They, the employers, may not be able to tell you how to spend your money or your time off, but they can tell you where you will or won't get a paycheck from. From the employers end, they are not in business to give you days off, they are in business to make money, and that requires employees to be there at crucial times/days. I know for many employers, Fall is a huge time for them, it's close enough to the holidays that the timing is critical in who is or isn't there. Trying to strong arm your employers is a recipe for unemployment, or an ill tempered workplace at best. Most companies have stipulations about potential vacation days, and emergency/sick days, and trying to ignore those will only come back to haunt you in the end.


----------



## austenandrews (Aug 22, 2010)

Oh man, do I sympathize. Two years ago I told my manager I needed to take off Halloween. (Actually the Friday before Halloween (Sunday) which was the day my mother was flying into town and the final build was set to begin.) A week before the date, I learned that afterward she scheduled a trip on that day _with all the other programmers on the team_ (herself and two others). Meaning not only was it impossible for me to take off - I was the only programmer left - but I had to be on-call (unscheduled) the whole weekend while the rest of the team was in Las freaking Vegas. The date of this trip had, conveniently, been kept from me until the final week.

I filed my PTO paperwork for the 31st and the 1st just this morning. I would say that's cutting it too close, except my current workplace is beyond cool about that kind of thing. I work for an awesome company now.


----------



## zombastic (Aug 27, 2012)

I guess I'm lucky I've never been denied in 17 years at the county. 
You should find out his birthday, anniversaries ect. And take them off...LoL!


----------



## jaege (Aug 23, 2009)

Doc Doom said:


> You are correct that earned vacation is owed to employees. As management, I try to grant requests to the maximum extent possible, however my primary responsibility is to deliver services which I can't do without staff being present. You're right, I don't control what the do while on vacation, but I do control when they take it.


To a limited degree. You cannot continually deny an employee his vacation just because the company is busy or understaffed. That is not his fault and he is owed the days. Neither can vacation be denied without some reason. I used to work for the wage and hour division of the Dept of Labor. According to them, vacation is not quite as sacrosanct as a paycheck but it is close. This does not apply to sick leave or "paid time off", just days that are accrued as "vacation".
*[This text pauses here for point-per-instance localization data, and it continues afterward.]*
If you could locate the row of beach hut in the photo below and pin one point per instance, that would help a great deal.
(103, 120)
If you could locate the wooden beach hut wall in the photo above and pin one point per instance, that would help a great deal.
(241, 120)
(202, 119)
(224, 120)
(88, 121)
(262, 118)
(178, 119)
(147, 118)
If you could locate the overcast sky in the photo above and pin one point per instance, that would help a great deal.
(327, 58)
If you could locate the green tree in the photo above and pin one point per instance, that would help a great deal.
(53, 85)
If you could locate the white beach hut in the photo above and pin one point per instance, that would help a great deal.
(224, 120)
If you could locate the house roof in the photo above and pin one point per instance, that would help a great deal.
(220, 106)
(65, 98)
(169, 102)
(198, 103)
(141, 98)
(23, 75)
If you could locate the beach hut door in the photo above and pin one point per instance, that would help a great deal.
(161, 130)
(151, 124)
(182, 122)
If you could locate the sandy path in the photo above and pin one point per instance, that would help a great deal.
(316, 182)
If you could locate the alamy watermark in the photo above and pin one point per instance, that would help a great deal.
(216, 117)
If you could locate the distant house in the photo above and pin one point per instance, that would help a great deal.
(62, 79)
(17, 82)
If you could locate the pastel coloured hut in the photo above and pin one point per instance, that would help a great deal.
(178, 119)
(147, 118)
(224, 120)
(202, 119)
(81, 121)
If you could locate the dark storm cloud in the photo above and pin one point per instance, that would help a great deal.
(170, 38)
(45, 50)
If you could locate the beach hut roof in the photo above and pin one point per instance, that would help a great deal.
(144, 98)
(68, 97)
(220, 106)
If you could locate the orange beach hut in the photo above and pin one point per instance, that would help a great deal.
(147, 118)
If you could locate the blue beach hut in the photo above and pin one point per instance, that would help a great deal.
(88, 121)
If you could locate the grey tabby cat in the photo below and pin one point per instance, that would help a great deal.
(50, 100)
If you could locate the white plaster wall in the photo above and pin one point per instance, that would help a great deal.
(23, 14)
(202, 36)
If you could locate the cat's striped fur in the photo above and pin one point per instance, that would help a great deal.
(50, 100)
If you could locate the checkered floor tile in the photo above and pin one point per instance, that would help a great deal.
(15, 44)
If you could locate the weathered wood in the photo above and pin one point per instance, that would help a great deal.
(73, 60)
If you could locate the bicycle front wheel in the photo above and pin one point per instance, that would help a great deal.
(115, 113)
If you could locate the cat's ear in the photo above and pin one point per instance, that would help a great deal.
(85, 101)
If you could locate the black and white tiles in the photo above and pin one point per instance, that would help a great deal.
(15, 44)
Unfortunately in the case of Eeeeek, the employer has a valid reason.


----------



## jaege (Aug 23, 2009)

fontgeek said:


> They, the employers, may not be able to tell you how to spend your money or your time off, but they can tell you where you will or won't get a paycheck from. From the employers end, they are not in business to give you days off, they are in business to make money, and that requires employees to be there at crucial times/days. I know for many employers, Fall is a huge time for them, it's close enough to the holidays that the timing is critical in who is or isn't there. Trying to strong arm your employers is a recipe for unemployment, or an ill tempered workplace at best. Most companies have stipulations about potential vacation days, and emergency/sick days, and trying to ignore those will only come back to haunt you in the end.


In my 40 some odd years of working I have never had a problem. Ever. But then I am very clear as to my position on such things before I take a job, as is any company I would be willing to work for. Just as an employer can "tell you where you will get your paycheck from" (I assume you mean they can decide to not hire you) an employee can decide whether or not to take a job from that employer. Remember, a job is a two way contract. Either entity can end it when they wish. I always enter such a "contract" with the full knowledge that they need me far more than I need them. The companies that realize that their employees are their most valuable commodities are the ones that do the best.
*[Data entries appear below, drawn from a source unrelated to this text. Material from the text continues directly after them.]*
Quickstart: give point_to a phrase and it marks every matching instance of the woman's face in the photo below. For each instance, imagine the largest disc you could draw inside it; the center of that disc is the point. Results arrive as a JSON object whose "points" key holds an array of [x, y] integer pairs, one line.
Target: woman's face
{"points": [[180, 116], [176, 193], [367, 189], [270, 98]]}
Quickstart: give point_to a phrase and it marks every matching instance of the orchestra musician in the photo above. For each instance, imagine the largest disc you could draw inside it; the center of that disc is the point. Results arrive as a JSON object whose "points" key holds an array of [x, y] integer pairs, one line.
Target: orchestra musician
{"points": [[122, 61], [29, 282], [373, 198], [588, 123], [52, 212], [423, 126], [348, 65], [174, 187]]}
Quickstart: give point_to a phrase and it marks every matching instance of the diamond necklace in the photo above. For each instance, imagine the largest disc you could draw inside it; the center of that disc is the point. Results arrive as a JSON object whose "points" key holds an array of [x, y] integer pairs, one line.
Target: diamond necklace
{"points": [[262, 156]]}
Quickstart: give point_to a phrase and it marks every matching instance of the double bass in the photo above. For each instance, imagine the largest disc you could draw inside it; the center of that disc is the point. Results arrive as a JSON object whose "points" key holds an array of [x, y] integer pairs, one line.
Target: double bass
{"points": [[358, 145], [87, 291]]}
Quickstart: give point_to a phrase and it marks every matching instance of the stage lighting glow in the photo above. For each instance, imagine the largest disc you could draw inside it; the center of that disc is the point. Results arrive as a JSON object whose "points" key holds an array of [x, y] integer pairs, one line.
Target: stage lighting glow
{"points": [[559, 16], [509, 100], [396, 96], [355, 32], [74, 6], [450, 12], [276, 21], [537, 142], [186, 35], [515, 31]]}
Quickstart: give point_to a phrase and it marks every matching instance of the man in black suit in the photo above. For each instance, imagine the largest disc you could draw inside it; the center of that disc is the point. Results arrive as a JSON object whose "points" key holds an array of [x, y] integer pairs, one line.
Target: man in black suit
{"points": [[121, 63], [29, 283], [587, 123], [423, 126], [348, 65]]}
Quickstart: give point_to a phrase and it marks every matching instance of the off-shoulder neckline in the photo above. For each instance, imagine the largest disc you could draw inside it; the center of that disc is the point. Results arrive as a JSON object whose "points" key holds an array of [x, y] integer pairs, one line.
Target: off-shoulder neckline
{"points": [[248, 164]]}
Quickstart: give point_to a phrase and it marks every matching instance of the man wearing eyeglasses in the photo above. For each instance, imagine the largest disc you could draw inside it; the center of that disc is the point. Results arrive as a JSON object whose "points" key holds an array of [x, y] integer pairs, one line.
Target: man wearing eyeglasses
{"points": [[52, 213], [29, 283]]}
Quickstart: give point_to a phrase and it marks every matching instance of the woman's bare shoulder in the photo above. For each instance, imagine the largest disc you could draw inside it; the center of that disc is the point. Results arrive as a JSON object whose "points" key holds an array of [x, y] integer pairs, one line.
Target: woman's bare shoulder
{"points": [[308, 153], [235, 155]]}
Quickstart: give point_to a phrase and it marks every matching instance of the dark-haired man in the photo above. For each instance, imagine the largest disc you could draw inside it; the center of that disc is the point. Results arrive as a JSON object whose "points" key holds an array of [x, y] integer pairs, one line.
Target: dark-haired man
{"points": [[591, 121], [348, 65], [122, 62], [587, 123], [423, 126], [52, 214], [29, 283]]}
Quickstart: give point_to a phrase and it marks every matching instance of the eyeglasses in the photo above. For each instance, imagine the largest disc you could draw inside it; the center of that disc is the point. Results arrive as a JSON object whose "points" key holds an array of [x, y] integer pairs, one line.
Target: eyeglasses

Again, just because a company is busy is not a valid reason to repeatedly deny vacation. The key word is repeatedly. It should be built into staffing to absorb the requirements of a few employees being away for scheduled leave or being out sick. If a certain time of year is exceptionally busy then the company has to plan ahead (by hiring temps, or subbing work out, whatever) to cover its needs, and that does not mean by taking advantage of its employees. Yes, it is a businesses "business" to make money but it is also the LAW that they pay their employees and provide whatever benefits that are required by the government and their own policies. If their policy is to provide vacation, then they have to allow the employees to use it, bottom line. It is not a privilege that can be granted or taken on a whim, it is part of the employment contract and as such has to be paid out.

It is amazing the number of employers who either do not know or just do not care about these types of laws. Typically when they learn about them it is a bitter education. The fines from the Dept. of Labor are pretty stiff and I have seen them doled out on many occasions.


----------



## goneferal (Sep 8, 2010)

I have a small staff and a 24/7 365 schedule to cover so my gang are pretty used to working holidays. I try my hardest to not deny time off requests. Luckily, we go by seniority, so that makes my life a bit easier. But with me, when people interview, I make it clear that the job is nights, weekends, and holidays-so they have an out before we waste each other's time.


----------



## MorbidFun (May 8, 2012)

call in sick


----------



## LAG (Sep 10, 2012)

I agree with fontgeek. Just think about taking Nov. 1 off instead. That gives you two days without the co-worker jerk.


----------



## kprimm (Mar 14, 2009)

I would just call in with Hemmerhoid flare up that mysteriously only lasted on the night of Halloween.


----------